GRAVATA DE CAUBÓI, gurizada
A eliminação de Pogorelić, somada a sua persona provocativa e sua abordagem heterodoxa das interpretações assegurou-lhe tanta fama que hoje ele é mais lembrado que o próprio vencedor do concurso em 1980 – o vietnamita Đặng Thái Sơn, um artista extraordinário e introspecto, que acabou por carregar a imerecida pecha de nêmese do croata. Ivo, entretanto, não voltou para casa com as mãos abanando: recebeu prêmios e troféus extraoficiais, foi convidado a tocar com uma orquestra no final do concurso (honra que caberia aos vencedores, ainda que sua orquestra fosse de estudantes) e, de quebra, ainda assinou um polpudo contrato com a Deutsche Grammophon, para a qual gravou vários discos, todos de muito sucesso e certamente recheados de momentos magníficos, durante os anos 80.
Nas décadas seguintes, Pogorelić tornou-se cada vez mais bissexto, tanto nos palcos como nos estúdios. Talvez por problemas de saúde, em parte também pela viuvez (Aliza, vinte anos mais velha que ele, faleceu em 1996), quem sabe pelos desafios naturais da maturidade, inda mais pungentes para quem foi menino-prodígio e jovem provocador. Quando voltou a dar recitais, tornou-se um esporte popular massacrá-lo por excentricidades e inconsistências em dinâmica e agógica não muito diferentes daquelas que tanto foram incensadas durante os anos 80. E em 2019, depois de mais de vinte anos sem gravar, lançou esse disco pela Sony e recebeu uma chuva de tomates.
Não acho que a tomatina se justifique, pelo menos no que tange a Beethoven. As duas sonatas escolhidas, que estão entre as mais concisas entre as trinta e duas, prestam-se bem às idiossincrasias de Pogorelić. A Op. 54, que abre com uma alegoria de um minueto e termina com um agitado finale, já foi comparada a uma sonata convencional da qual foram arrancados os dois primeiros movimentos.

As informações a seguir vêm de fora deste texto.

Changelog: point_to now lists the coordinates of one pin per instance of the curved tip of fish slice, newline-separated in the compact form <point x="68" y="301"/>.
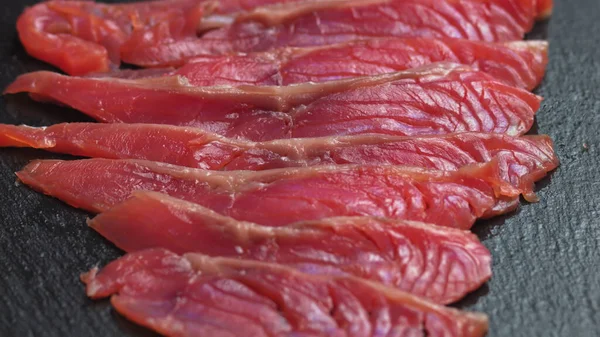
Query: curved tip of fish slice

Gostei da abordagem, embora estranhe bastante os crescendos meio despropositados que estão a trovejar bem antes dos clímaxes. Costumo preferir a Op. 78, uma de minhas sonatas prediletas (e também do próprio Beethoven), com andamentos menos hesitantes, especialmente no segundo movimento, em que Pogorelić parece ruminativo e quebra toda a verve prescrita como um Allegro vivace. Sobre Rachmaninoff, deixo para vocês comentarem – não conheço bem a obra, mas estranhei os andamentos lentos e, de novo, os crescendos meio precoces. Fiquei sem saber muito bem qual a razão de ser de tudo aquilo que ouvi, mas talvez esse não seja um problema entre Ivo e essa sonata, e sim meu com Sergei no geral.
Gênio, como proclamou nossa deusa Marthinha, ou mero embuste? Qualquer que seja vosso veredito, eu saúdo o retorno do garoto terrível e espero ansioso suas novas traquinagens.

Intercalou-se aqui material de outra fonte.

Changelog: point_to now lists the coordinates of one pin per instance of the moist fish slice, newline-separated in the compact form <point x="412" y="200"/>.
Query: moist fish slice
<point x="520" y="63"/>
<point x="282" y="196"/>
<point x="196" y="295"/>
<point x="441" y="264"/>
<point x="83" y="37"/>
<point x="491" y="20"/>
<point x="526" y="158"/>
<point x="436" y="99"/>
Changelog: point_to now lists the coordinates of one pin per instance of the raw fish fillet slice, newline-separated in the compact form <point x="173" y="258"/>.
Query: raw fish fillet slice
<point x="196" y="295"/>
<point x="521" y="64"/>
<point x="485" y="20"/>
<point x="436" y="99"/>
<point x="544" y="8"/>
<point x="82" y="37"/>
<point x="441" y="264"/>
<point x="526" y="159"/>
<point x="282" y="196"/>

Ludwig van BEETHOVEN (1770-1827)
Sonata para piano em Fá maior, Op. 54
Composta em 1802
Publicada em 1804
01 – In tempo d’un menuetto
02 – Allegretto
Sonata para piano em Fá sustenido maior, Op. 78
Composta em 1809
Publicada em 1810
Dedicada a Therese von Brunsvik
03 – Adagio cantabile
04 – Allegro vivace
Sergei Vasilyevich RACHMANINOFF (1873-1943)
Sonata para piano no. 2 em Si bemol menor, Op. 36
(“A Nova Versão, Revisada e Reduzida pelo Autor”, 1931)
05 – Allegro agitato
06 – Non allegro—Lento
07 – Allegro molto
Ivo Pogorelić, piano
Vassily
Penso que Pogorelich faz uma leitura mais poética da Sonata de Rach, enquanto Horowitz faz uma
abordagem mais eletrizante desta obra. Gosto das duas versões. Obrigado amigão.